U.S. stocks have put together an impressive couple of days, with the S&P 500 rallying over 3% from this week’s lows. While the action has been solid, Thursday marked the turning point. In the stock market today, we saw a bevy of buyers, with major U.S. indices hitting their highest levels in more than a month.
More importantly, readers of this Stock Market Today column will likely recall the “trading range” we’ve referenced multiple times over the past few weeks. Finally, the market is breaking out of that range and starting to move higher. Let’s take a look.
Stock Market Breakout
Above is a chart of the S&P 500 (SPX), but the SPY, DIA and QQQ all have a very similar setup. You can try mapping the same pattern on these indices and ETFs if you’d like.
In any regard, the breakout is very notable. Over the past month, the 2,940 level has been range resistance on the SPX, while 2,830 has been support. Other considerations included uptrend support (blue line) and the 50-day moving average acting as resistance.
Despite the frustrating and choppy nature of the market last month, it was a pretty simple layout — and one that InvestorPlace readers knew well.
Moving forward, bulls need to see the 50-day moving average and 2,940 hold as support. So long as stocks are above this mark, 3,000 is on the table. Above that opens up the door to 3,020, with the all-time highs near 3,028 just above.
So, is that it, are we in the all-clear now that the SPX and other indices have broken out?
Not so fast.
Worries Moving Forward
While the breakout is important and puts the bulls in control of the market, there are still a few things to take note of. First, the U.S.-China trade war remains a very potent headline threat. Any negative developments on this front — which can be as simple as a feisty tweet from the Tariff Man — and investors may find stocks under pressure once more.
Further, while the 10-2 year Treasury spread is no longer negative, it’s only at 0.04%. Another inversion could fire up the recession calls once more. Although, anyone only seems to care when the markets are under pressure…go figure.
Finally, and this is more of a personal observation, but it’s noteworthy to me that the relative strength leaders are, well, no longer leading.
Stocks like Starbucks (NASDAQ:SBUX), Tyson Foods (NYSE:TSN), Roku (NASDAQ:ROKU), Shopify (NASDAQ:SHOP) and a list of others not only lagged the market on Thursday, but were actually negative on the day.
While some stocks have individual explanations, their underperformance raises an eyebrow. It doesn’t mean the rally can’t continue. But it’s healthiest when the relative strength leaders hold up during market turbulence, then lead equities higher once the clouds part.
That’s not happening this time around, and while “rotation” is one possible explanation, I’m watching this group.
Movers in the Stock Market Today
MongoDB (NASDAQ:MDB) fell more than 5% despite beating on earnings and revenue expectations, and providing upside guidance.
Twitter (NYSE:TWTR) put together an impressive breakout, rallying more than 4% to new 52-week highs. Can it get above $47 now?
Vital support held for BlackBerry (NYSE:BB) last month and now shares are up 5.35% on Thursday after it was announced that the company would strengthen its relationship with Jaguar Land Rover. It includes BlackBerry’s artificial intelligence/machine learning and cybersecurity for connected and autonomous vehicles.

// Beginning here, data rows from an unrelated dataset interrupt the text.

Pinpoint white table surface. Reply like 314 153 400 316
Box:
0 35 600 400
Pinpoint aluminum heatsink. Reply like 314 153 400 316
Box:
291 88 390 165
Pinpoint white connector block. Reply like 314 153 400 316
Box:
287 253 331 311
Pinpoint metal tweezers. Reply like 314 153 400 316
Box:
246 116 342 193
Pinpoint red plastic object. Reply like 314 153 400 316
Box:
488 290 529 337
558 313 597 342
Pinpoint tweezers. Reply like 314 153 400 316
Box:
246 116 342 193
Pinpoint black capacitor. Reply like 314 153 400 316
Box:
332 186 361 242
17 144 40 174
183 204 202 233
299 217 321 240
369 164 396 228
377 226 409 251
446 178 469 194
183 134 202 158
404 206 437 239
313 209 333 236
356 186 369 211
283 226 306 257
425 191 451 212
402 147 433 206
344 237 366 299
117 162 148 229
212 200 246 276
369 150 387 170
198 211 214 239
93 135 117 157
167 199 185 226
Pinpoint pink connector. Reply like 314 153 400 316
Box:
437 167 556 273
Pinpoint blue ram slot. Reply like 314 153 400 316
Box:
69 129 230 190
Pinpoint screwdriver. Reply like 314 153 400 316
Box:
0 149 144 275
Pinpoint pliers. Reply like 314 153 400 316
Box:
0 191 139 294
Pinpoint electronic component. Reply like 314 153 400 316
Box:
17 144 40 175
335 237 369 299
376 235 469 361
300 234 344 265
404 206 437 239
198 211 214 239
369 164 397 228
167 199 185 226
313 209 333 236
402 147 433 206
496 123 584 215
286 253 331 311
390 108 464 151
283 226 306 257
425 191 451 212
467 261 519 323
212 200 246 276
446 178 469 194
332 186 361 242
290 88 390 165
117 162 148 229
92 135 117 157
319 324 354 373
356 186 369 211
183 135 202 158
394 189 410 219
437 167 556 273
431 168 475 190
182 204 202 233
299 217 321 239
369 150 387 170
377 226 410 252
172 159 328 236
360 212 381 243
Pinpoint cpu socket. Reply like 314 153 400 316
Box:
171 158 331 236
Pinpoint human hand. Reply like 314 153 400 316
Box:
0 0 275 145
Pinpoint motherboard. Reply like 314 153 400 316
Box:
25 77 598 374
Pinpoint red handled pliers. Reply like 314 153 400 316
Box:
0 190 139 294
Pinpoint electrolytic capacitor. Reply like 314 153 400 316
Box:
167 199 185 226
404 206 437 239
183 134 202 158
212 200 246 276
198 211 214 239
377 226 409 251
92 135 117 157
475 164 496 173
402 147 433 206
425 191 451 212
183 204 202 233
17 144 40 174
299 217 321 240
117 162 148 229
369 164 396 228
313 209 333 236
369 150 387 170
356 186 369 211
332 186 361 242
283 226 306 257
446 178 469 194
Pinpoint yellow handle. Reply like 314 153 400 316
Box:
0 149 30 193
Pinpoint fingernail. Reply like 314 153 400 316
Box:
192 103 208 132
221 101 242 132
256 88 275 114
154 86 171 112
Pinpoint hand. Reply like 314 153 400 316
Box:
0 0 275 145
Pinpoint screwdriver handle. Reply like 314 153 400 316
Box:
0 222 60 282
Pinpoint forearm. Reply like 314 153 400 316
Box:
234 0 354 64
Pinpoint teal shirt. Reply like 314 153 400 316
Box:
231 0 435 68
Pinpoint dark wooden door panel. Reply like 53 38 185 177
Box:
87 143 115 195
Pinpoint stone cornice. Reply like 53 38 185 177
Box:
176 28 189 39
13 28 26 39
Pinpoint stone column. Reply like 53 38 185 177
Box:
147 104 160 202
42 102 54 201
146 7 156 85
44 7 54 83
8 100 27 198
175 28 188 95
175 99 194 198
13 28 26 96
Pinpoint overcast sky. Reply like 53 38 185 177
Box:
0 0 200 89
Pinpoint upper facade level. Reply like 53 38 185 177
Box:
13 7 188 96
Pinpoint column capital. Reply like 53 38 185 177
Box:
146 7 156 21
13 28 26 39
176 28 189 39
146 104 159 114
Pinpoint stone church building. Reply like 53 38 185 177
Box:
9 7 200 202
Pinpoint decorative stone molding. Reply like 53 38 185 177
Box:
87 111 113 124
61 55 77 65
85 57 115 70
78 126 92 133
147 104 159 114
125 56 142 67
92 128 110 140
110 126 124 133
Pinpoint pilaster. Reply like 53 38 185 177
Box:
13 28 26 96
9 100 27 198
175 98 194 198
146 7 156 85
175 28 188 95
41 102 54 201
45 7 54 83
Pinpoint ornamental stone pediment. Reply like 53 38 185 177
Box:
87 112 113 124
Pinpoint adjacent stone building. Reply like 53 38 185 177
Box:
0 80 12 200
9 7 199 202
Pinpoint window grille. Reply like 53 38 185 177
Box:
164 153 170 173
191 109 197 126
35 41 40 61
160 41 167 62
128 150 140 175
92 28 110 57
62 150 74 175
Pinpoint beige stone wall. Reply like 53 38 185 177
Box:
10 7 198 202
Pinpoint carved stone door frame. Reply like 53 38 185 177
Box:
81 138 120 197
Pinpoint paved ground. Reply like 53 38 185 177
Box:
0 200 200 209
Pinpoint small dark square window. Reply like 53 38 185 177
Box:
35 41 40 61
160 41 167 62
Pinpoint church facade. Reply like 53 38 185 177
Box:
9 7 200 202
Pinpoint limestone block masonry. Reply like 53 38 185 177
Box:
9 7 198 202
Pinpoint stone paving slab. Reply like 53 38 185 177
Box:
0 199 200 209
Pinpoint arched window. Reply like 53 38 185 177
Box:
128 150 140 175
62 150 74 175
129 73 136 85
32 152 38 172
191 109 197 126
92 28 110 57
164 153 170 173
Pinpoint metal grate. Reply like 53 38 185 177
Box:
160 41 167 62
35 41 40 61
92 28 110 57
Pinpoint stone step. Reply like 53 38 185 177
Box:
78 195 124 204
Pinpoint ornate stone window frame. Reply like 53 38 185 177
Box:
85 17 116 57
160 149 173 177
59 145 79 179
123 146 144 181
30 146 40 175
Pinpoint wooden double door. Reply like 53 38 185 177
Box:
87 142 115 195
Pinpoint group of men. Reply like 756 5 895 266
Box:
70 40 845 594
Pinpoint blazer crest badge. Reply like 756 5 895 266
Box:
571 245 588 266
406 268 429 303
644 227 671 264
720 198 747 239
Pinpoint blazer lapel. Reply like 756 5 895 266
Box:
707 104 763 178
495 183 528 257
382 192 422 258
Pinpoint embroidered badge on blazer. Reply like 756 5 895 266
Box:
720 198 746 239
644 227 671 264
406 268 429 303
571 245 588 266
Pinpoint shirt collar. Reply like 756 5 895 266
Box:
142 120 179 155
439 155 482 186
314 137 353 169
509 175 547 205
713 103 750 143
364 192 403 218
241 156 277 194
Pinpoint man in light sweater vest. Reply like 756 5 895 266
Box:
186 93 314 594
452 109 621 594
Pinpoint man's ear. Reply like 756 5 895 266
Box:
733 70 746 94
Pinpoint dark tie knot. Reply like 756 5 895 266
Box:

BlackBerry, MongoDB and Twitter were three of the five “Top Stock Trades” on InvestorPlace. Here’s how to trade them now.
Cloudera (NYSE:CLDR) failed to close on session highs, but exploded higher by more than 15% after better-than-expected earnings.
Shares of Slack (NYSE:WORK) closed lower by 3.2% despite beating on earnings and revenue. However, it’s far better than the lows of the day, where Slack fell more than 16% and tested its initial public offering price of $26 before recovering most of the losses.
After closing at around $200 and reporting earnings after the close on Wednesday, Palo Alto Networks (NASDAQ:PANW) plunged to an after-hours low of $180 before rebounding to a high of $220. Talk about volatile! Shares ended the day higher by 5.8% at $212.05 on Thursday.
Last but not least, shares of National Oilwell Varco (NYSE:NOV) jumped 6.3% to three-month highs on Thursday. The jump comes after the stock received an upgrade to “buy” from “hold” at Jefferies. The analyst also lifted their price target to $25 from $23, implying almost 14% upside despite Thursday’s big move.